Quede notorio que este escrito no ha sido obra de un madridista, más sí de un profundo admirador de los triunfadores y las personas con éxito en sus respectivas empresas (en el sentido amplio del término). En al ámbito deportivo no cabe albergar la menor duda acerca de la certeza de la consideración del Real Madrid como la empresa más exitosa e influyente, no sólo de hogaño, sino de todas las épocas.

Ello ha sido prefigurado por el Madrid de don Santiago Bernabéu —acaso la personalidad deportiva más importante de la historia—, bajo cuya dirección el club blanco, representante de la España que occidente y el comunismo intentaron hundir en la autarquía, alcanzó unos éxitos que por su naturaleza serían imposibles de igualar.

Ya en la década de los 1960, el Real Madrid, se instituiría la institución deportiva con mayores logros a nivel europeo, en los deportes que de mayor popularidad gozan a nivel global, el fútbol y el baloncesto.

El Real Madrid es, por tanto, un club que no podía haberse convertido en un club-efeméride, y volvería a dominar el mundo en los últimos años del pasado milenio, y los primeros del actual, lo que convirtió al Real Madrid en el club más importante del siglo XX.

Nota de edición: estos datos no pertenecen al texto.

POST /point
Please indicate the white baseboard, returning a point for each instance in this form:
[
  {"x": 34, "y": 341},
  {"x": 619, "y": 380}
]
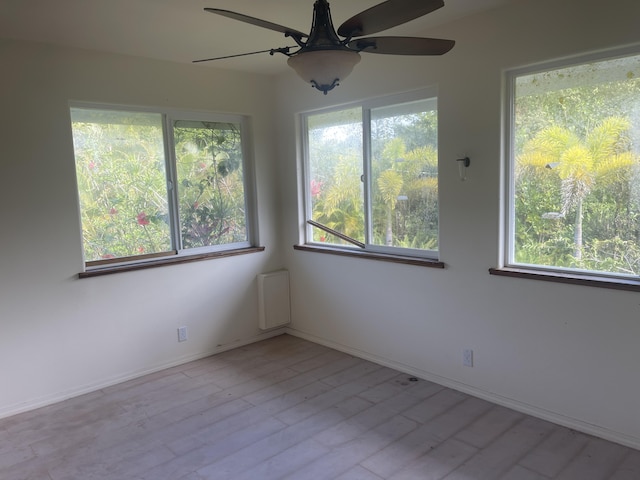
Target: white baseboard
[
  {"x": 104, "y": 383},
  {"x": 559, "y": 419}
]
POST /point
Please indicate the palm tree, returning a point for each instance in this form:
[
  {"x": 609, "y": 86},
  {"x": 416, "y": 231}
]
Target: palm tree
[{"x": 580, "y": 163}]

Conociendo los resultados económicos y deportivos en el correr de los dos decenios de lo que llevamos de siglo XXI, probablemente estaríamos en lo cierto si presagiáramos que el Madrid será el club más importante también de esta centuria.  Y es que el club de Chamartín ha vuelto a acometer una gesta que, hasta tan sólo seis años se pensaba imposible, y que todos recordamos perfectamente.

Todo lo expuesto en los párrafos anteriores no se hubiera podido llevar a cabo sin una gestión como la que ha caracterizado al Real Madrid; una gestión impecable, modelo a seguir para todos los clubes, y que ha colocado al club en el número uno en ingresos en el 2019, y tras haberlo logrado en varias ocasiones a lo largo de los últimos lustros.

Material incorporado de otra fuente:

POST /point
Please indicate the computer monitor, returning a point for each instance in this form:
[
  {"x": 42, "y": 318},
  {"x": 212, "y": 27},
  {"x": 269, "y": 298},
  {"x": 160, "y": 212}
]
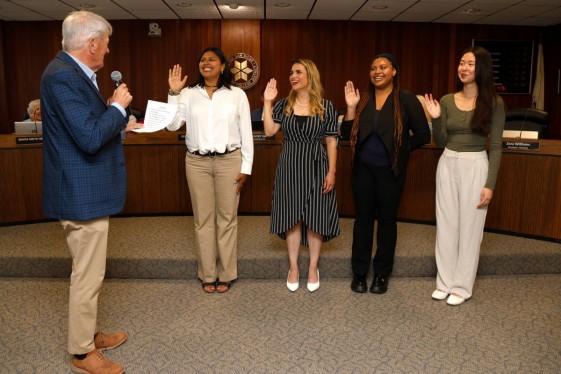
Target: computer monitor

La eficacia de la gestión del Real Madrid se patentiza también en el hecho de ser la institución blanca el club menos afectado por la crisis del Coronavirus; una crisis esta última en que también se ha puesto de manifiesto la laboriosidad, fortaleza mental y constancia de los jugadores y equipo técnico del club, y que fueron los únicos factores a los que se debe atribuir el triunfo final en la liga, el cual por sí mismo inspirará a miles de los millones de madridistas repartidos por todo el planeta, y que conforman la comunidad de seguidores más grande del mundo.

Es propio de un gran club tener una afición que sea un modelo para los fans del resto instituciones futbolísticas. Tras la victoria en Granada, los madridistas dieron un ejemplo de civismo, sin parangón en las demás comunidades de aficionados de los clubes occidentales —aquí cabe destacar la labor de la Policía Municipal de Madrid y la de los demás cuerpos de seguridad del estado—.

Todo esto os convierte en la institución deportiva más grande del mundo.

Enhorabuena madridistas. ¡A por la decimocuarta!